The first genuine scientific studies on hair probably began when the English natural philosopher and polymath Robert Hooke (1635–1703) studied the hair shaft under the microscope [5] and the Italian biologist and physician Marcello Malphighi (1628–1694) described the anatomy of the hair follicle in his treatise “De pilis observationes” [6]. However, the biology of hair growth was not understood at this time. In search of information before engaging in the development of a new hair growth-promoting agent, makers of cosmetics turned to the medical faculty and received only very vague indications. When questioned, doctors remained evasive, and the hair was thus abated to malpractices of all sorts. The charlatan chemists of this age were as ineffectual but significantly more risky than their physician colleagues. With certain lotions in which toxic ingredients playing a role, accidents must have occurred frequently, and the French chemist Antoine Laurent de Lavoisier (1743–1794) urged for regulatory control of ingredients, which was never realized. France held the monopoly for miraculous elixirs and exported to America its “Eau de Ninon de L’enclos,” named after a beautiful courtesan whom had preserved her hair to the age of 85 years [7]. The French physician Auguste Caron, who published an “Encyclopedia of Beauty” [8] in 1806, warned the women of fashion of his time against the potential toxicity of products of mysterious origin, as a wretched woman had been driven to madness after using a tonic called “Eau de Chine.” The products remained just as dubious, whilst acquiring sentimental names as befitting the Romantic period. With the advance of medical technologies, ultraviolet light-emitting lamps, electrical scalp stimulators, and vacuum-cap machines have joined the repertory of treatments alleged to help stimulating the follicles to grow hair.

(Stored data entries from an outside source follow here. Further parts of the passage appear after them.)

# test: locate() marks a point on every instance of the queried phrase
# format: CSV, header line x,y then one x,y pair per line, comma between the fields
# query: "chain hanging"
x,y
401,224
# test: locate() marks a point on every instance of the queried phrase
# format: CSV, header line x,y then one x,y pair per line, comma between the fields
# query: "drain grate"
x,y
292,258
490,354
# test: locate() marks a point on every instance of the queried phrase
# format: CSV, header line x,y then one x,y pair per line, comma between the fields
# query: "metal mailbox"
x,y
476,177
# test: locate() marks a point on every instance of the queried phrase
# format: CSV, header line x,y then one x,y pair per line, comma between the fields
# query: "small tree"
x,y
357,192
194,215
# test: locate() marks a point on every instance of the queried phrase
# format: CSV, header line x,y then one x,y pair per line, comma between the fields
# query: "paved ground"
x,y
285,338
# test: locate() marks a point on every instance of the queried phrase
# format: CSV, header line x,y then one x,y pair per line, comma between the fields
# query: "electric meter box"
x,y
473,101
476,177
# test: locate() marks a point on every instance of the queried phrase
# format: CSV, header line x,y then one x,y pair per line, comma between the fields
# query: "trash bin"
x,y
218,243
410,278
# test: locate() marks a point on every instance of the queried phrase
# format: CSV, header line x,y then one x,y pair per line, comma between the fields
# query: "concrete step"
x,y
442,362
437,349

Probably the first sound scientific attempt toward hair restoration was the demonstration that it was possible to transplant hair from a hair-bearing to a non-hair bearing area in 1822 by the German medical student Johann Dieffenbach (1792–1847) [9]. However, it was not until 1939 that the era of hair transplantation began in earnest with the efforts of the Japanese physician Shoji Okuda (1886–1962) and later the New York dermatologist Norman Orentreich. Today, we hardly know anything about the medical background of Shoji Okuda, and his seminal work on hair transplantation remained virtually unknown outside Japan because of the outbreak of World War II. Moreover, the papers were written using old kanji (Japanese pictographs) and are consequently unintelligible even to modern Japanese medical readers. It was only in 2004 that the “Okuda Papers” were translated into English by Yoshihiro Imagawa, a retired gynecologist trained in the USA [10]. Okuda developed a circular scalpel for the purpose of transplanting hair into areas of alopecia [11]. In 1959, Norman Orentreich established the pivotal theory of donor dominance of the hair transplant. The basis of the theory was that plugs of hair follicles taken from the occipital scalp would continue growing when moved to the balding frontal scalp because those hair follicles were genetically programmed to do so. The concept became the foundation for the entire ensuing field of hair restoration surgery, and for the following decades, dedicated surgeons all over the globe have worked on refining the method with today close to natural results [12].
The authors have no ethical conflicts to disclose.